TCR vs. andere Ultra-Races
| Event | Distanz | Untergrund | Streckenwahl |
|---|---|---|---|
| TCR | 4.000 km | 95% Asphalt | Frei (4 Checkpoints) |
| Atlas Mountain Race | 1.350 km | 95% Schotter | Vorgegebene GPX |
| Three Peaks Bike Race | 2.150 km | Asphalt + Pässe | Frei (3 Peaks vorgegeben) |
| Silk Road MR | 1.900 km | 95% Schotter, Höhe | Vorgegebene GPX |
| Tuscany Trail | 440 km | 70% Schotter | Vorgegebene GPX |
Wer sollte das TCR fahren?
Ehrlich: niemand "sollte" das TCR fahren. Es ist eine extreme Disziplin, die Lebenszeit, Geld und körperliche Substanz frisst. Wer es macht, macht es aus innerem Antrieb — nicht weil es sinnvoll wäre.
Realistische Voraussetzungen:
- 5+ Jahre strukturiertes Cycling-Training
- FTP > 4 W/kg
- 2–3 große Ultra-Events vorher gefinished
- Mental robust, Schmerztoleranz hoch
- Familie oder Beruf flexibel genug für 4–6 Wochen Vor- und Nachbereitung
Wenn Du nicht das TCR fahren willst, aber Du möchtest mitfühlen
Schau Dir Live-Tracking auf dotwatcher.cc an — dort kannst Du in Echtzeit sehen, wo die Fahrer gerade sind. Während des Rennens (Sommer) wird's schnell süchtig. Kommentare und Storyline werden live geliefert.
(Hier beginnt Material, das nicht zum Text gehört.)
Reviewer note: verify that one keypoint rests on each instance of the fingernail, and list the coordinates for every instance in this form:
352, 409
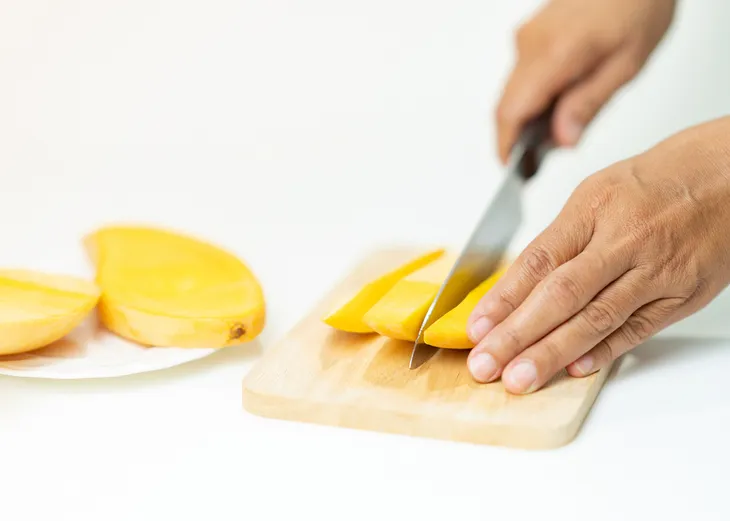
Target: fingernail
482, 367
573, 131
584, 365
479, 329
522, 376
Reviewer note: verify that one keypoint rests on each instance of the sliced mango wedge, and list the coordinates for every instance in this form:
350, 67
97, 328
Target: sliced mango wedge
348, 314
400, 313
37, 309
163, 288
449, 331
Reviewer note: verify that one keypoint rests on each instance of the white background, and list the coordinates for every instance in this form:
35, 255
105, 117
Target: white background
301, 134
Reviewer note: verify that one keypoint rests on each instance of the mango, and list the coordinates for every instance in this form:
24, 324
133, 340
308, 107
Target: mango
348, 315
163, 288
400, 312
37, 309
449, 331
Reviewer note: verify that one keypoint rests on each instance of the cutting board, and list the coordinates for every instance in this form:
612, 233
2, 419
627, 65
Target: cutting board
319, 375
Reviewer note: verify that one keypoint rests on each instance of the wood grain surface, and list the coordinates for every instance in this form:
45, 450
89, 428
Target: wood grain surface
318, 375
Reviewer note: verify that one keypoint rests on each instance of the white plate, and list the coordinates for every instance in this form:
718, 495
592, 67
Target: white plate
92, 352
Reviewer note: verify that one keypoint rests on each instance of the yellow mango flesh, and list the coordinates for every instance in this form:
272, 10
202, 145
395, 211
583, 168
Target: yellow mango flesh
37, 309
449, 331
400, 313
349, 315
162, 288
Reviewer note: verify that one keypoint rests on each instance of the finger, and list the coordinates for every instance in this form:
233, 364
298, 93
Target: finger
603, 315
557, 298
542, 72
579, 105
565, 238
639, 327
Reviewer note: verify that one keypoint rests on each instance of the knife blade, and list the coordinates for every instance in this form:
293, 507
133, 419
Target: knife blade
485, 248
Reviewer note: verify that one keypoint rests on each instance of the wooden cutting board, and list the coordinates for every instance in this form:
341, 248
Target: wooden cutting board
318, 375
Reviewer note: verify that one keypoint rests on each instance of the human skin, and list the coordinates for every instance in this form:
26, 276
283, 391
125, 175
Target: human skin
579, 53
637, 247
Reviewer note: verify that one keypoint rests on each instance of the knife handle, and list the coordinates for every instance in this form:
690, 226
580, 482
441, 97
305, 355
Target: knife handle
536, 142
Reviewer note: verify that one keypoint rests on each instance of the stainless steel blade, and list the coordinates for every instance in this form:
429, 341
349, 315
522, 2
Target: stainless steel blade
479, 259
492, 235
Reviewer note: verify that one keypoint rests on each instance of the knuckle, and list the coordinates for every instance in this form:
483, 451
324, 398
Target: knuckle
564, 291
509, 343
600, 318
506, 300
639, 327
603, 352
559, 50
539, 262
507, 112
525, 36
631, 66
602, 196
552, 356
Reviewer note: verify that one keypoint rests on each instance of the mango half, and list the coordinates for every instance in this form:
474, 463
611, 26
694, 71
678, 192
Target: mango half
163, 288
37, 309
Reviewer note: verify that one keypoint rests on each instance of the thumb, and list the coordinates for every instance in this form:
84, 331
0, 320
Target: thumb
582, 102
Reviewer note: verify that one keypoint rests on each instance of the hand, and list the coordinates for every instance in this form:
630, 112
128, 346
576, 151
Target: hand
637, 247
580, 52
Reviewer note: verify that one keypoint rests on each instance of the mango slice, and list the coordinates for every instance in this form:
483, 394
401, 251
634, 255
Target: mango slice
37, 309
400, 313
162, 288
348, 315
449, 331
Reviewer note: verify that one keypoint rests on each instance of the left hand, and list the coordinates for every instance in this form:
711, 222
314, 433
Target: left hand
638, 246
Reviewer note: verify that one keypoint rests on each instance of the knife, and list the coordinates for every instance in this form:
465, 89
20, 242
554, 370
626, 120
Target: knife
492, 235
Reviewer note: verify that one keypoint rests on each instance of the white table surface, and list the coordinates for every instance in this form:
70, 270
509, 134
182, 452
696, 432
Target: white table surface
301, 134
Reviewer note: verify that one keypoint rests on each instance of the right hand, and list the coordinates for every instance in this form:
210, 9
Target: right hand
579, 52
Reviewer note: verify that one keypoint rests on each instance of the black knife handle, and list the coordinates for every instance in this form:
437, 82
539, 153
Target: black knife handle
536, 139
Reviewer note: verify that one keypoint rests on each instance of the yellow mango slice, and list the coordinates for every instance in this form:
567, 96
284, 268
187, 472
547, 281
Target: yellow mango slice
348, 314
400, 313
449, 331
37, 309
162, 288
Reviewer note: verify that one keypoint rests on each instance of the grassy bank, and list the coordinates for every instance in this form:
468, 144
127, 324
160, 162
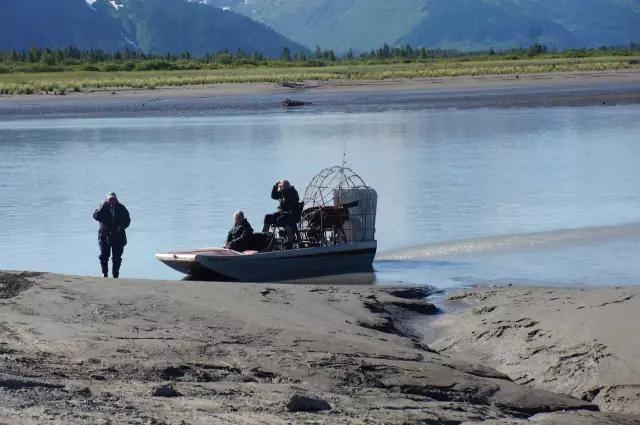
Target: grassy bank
66, 81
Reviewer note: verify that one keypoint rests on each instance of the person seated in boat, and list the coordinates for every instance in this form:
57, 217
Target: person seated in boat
288, 214
239, 237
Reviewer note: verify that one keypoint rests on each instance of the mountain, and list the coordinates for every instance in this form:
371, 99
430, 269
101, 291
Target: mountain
153, 26
462, 24
57, 24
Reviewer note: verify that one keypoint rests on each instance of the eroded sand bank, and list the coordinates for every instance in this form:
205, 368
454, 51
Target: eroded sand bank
88, 350
582, 342
497, 91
Mehr Ultra-Races: Silk Road Mountain Race, GBDURO.
Häufige Fragen
Das Race Across America (RAAM) ist supported (Crew, Fahrzeuge, Verpflegung) und etwas länger (4.800 km). TCR ist self-supported (alle Hilfe verboten) und in Europa. RAAM ist primär Performance-Sport, TCR hat eine Abenteuer-Komponente.
Startgebühr ca. 400–500 Euro. Reise und Verpflegung kommen extra — realistisch 1.500–3.000 Euro Gesamtkosten.
Theoretisch ja, regelkonform. Praktisch: Du bist 30% langsamer als mit einem Endurance-Rennrad und schaffst möglicherweise den Cutoff nicht. MTB nur, wenn Du den Charakter über Geschwindigkeit stellst.
Drafting ist verboten. Gruppenfahren mit anderen TCR-Teilnehmern ebenfalls. Verstöße werden mit Zeitstrafen oder Disqualifikation geahndet.